Fundamental Analysis

Gold Surges as Dollar Declines Amid Reduced June Rate Hike Bets

  • Gold surged by nearly 1% to a one-week peak.
  • US Treasury yields decreased as data indicated a slowdown in the labor market.
  • US worker productivity declined in the first quarter.

On Thursday, gold surged by nearly 1% to reach a one-week peak due to a decline in the dollar’s value amid reduced rate hike expectations. The rise in gold also occurred after the US House of Representatives approved a bill to lift the federal debt limit.

Despite opposition from hardline members of both political parties, the House of Representatives passed the bill that suspends the $31.4 trillion debt ceiling and prevents a disastrous government default. The US Senate will now consider the bill.

Fed rate hike expectations (Source: Bloomberg)
Fed rate hike expectations (Source: Bloomberg)

Additionally, US Treasury yields decreased as data indicated a slowdown in the labor market, reducing the likelihood of the Federal Reserve implementing an interest rate hike. According to CME Group’s FedWatch Tool, futures trading indicates a 76.2% likelihood that the Fed will abstain from raising rates at its June 13-14 policy meeting.

The yield on benchmark US 10-year Treasury notes dropped to 3.607%, while the yield on the 30-year Treasury bond decreased to 3.826%. Investors adjusted their expectations for a rate hike, leading to a decline in the US dollar from its two-month high. This made gold cheaper for foreign buyers, increasing demand.

Labor Department data showed a decline in US worker productivity during the first quarter, suggesting a more relaxed labor market and decreasing the rate hike probability.

US worker productivity declined in the first quarter, although not as significant as initially estimated. The data also revealed significant downward revisions to labor costs in the previous quarter and the final three months of 2022.
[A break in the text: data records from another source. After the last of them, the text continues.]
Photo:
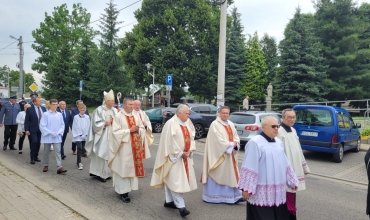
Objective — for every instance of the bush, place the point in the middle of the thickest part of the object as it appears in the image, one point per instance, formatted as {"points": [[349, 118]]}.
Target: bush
{"points": [[365, 132]]}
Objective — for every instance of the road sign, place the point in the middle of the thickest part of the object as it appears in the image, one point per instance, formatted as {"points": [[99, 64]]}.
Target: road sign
{"points": [[168, 79], [14, 89], [33, 87]]}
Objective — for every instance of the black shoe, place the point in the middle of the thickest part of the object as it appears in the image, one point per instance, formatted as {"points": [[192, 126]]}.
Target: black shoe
{"points": [[125, 198], [184, 212], [169, 205], [240, 200]]}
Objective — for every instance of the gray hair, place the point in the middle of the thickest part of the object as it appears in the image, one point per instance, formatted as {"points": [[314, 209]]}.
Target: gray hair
{"points": [[181, 107], [287, 110], [264, 120], [125, 100]]}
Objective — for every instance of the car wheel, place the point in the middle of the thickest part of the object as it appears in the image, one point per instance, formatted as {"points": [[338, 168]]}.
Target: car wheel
{"points": [[199, 131], [158, 127], [358, 146], [338, 157]]}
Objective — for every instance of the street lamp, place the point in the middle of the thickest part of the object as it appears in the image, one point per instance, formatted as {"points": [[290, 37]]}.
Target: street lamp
{"points": [[148, 66]]}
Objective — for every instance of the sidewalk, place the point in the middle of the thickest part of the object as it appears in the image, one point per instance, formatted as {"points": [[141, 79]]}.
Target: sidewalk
{"points": [[20, 199]]}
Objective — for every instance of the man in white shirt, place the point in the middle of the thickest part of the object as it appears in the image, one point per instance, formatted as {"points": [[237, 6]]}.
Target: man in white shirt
{"points": [[52, 129]]}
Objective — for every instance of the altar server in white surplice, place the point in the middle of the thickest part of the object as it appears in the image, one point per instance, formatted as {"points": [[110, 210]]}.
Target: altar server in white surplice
{"points": [[97, 138], [265, 173], [173, 167], [220, 164]]}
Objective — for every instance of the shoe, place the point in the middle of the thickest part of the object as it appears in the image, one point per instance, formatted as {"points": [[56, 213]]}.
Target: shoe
{"points": [[184, 212], [61, 170], [80, 166], [169, 204], [240, 200], [125, 198]]}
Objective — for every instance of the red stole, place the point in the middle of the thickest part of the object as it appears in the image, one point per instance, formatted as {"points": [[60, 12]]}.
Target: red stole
{"points": [[186, 135], [137, 152], [231, 139], [143, 141]]}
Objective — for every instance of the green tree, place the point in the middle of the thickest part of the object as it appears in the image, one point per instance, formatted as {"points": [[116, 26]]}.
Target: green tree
{"points": [[235, 61], [178, 37], [107, 69], [58, 41], [269, 48], [255, 80], [341, 31], [302, 70]]}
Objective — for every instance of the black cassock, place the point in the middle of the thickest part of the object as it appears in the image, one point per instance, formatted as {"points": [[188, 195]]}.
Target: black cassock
{"points": [[367, 161]]}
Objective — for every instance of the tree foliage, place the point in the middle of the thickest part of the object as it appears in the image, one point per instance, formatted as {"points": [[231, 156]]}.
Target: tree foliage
{"points": [[58, 41], [235, 61], [255, 80], [302, 70], [178, 37]]}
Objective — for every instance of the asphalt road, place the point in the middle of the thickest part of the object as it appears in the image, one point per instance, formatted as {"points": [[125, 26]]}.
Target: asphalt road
{"points": [[325, 198]]}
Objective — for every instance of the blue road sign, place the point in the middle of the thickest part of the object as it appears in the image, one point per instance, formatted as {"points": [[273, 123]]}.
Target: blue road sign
{"points": [[168, 79]]}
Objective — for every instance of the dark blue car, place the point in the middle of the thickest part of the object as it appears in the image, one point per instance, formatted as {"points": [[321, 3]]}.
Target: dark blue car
{"points": [[327, 129]]}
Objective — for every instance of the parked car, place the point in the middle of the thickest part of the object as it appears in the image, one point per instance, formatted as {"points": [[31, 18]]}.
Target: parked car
{"points": [[201, 122], [327, 129], [248, 123], [156, 118]]}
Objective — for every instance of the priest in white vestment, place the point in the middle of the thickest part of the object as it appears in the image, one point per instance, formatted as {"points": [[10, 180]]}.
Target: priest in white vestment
{"points": [[220, 174], [97, 138], [173, 167], [293, 151], [148, 138], [126, 152], [265, 173]]}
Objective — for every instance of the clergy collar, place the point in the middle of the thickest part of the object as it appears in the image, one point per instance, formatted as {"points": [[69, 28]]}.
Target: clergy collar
{"points": [[268, 138], [286, 127]]}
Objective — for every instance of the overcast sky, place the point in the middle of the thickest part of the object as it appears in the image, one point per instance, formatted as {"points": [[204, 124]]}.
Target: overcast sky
{"points": [[21, 17]]}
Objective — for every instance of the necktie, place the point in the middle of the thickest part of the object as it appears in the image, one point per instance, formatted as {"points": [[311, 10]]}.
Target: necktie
{"points": [[39, 112]]}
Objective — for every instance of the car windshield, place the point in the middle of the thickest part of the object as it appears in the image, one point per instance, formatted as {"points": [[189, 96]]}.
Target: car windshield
{"points": [[314, 117], [242, 118]]}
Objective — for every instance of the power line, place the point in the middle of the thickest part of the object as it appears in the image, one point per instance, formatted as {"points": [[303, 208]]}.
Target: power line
{"points": [[8, 45], [119, 10]]}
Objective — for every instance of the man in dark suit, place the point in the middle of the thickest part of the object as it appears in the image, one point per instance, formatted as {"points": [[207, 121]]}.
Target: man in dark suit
{"points": [[8, 115], [74, 112], [67, 117], [31, 126]]}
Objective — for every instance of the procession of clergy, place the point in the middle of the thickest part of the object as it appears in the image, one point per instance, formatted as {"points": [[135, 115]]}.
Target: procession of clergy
{"points": [[272, 172]]}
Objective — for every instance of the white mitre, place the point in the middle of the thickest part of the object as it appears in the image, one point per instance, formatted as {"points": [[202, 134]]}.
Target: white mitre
{"points": [[108, 95]]}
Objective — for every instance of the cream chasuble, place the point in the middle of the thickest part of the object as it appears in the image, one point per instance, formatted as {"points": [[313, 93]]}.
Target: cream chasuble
{"points": [[179, 177], [220, 166]]}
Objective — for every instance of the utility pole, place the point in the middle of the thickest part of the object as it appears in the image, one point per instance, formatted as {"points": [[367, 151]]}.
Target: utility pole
{"points": [[222, 56], [21, 89]]}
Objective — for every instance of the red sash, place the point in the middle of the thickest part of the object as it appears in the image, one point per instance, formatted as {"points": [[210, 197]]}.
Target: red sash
{"points": [[231, 139], [186, 135], [143, 141], [137, 152]]}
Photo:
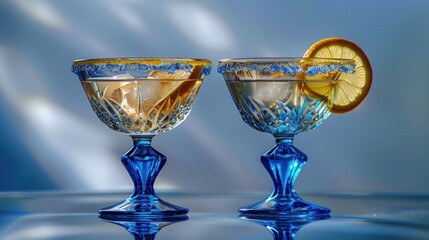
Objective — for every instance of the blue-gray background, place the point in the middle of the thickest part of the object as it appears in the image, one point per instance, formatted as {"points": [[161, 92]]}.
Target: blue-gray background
{"points": [[51, 140]]}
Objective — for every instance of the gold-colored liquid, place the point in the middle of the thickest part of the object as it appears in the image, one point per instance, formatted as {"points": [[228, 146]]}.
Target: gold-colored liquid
{"points": [[141, 106]]}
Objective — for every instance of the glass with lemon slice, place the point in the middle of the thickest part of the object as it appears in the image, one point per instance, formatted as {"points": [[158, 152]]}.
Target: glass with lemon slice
{"points": [[287, 96]]}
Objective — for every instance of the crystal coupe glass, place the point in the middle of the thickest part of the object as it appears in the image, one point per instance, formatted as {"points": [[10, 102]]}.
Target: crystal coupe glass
{"points": [[276, 96], [142, 97]]}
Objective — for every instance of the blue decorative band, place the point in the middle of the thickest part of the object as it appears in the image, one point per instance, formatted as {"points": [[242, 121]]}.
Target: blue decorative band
{"points": [[287, 68]]}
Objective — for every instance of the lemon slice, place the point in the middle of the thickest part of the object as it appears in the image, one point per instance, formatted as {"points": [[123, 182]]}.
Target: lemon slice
{"points": [[348, 90]]}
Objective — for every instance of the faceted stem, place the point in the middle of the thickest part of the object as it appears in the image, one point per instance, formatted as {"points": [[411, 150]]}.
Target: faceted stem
{"points": [[284, 162], [143, 163]]}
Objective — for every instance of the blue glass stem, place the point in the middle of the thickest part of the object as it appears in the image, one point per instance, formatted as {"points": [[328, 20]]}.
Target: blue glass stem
{"points": [[284, 162], [143, 163]]}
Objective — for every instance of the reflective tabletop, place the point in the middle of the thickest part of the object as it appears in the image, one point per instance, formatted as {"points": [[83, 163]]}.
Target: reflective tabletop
{"points": [[212, 216]]}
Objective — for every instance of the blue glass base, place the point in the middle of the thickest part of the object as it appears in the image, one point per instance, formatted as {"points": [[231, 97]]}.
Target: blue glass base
{"points": [[144, 207], [143, 163], [284, 162], [279, 207]]}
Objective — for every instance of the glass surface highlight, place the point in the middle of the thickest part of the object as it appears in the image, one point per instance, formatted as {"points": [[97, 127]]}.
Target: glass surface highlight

Meanwhile, the number of new claims for unemployment benefits filed by Americans increased slightly last week. Still, private payrolls exceeded expectations in May, indicating a tight labor market that could influence the Federal Reserve to maintain higher interest rates.

Attention now turns to the Labor Department’s eagerly awaited unemployment report for May, scheduled for release on Friday. This data will majorly determine whether the Fed will continue with its aggressive rate hikes.

On Wednesday, gold strengthened as lower Treasury yields provided support. Still, the dollar’s strength, the anticipation of more interest rate hikes, and positive expectations regarding a US debt agreement maintained the trajectory of bullion towards its first monthly decline in three months.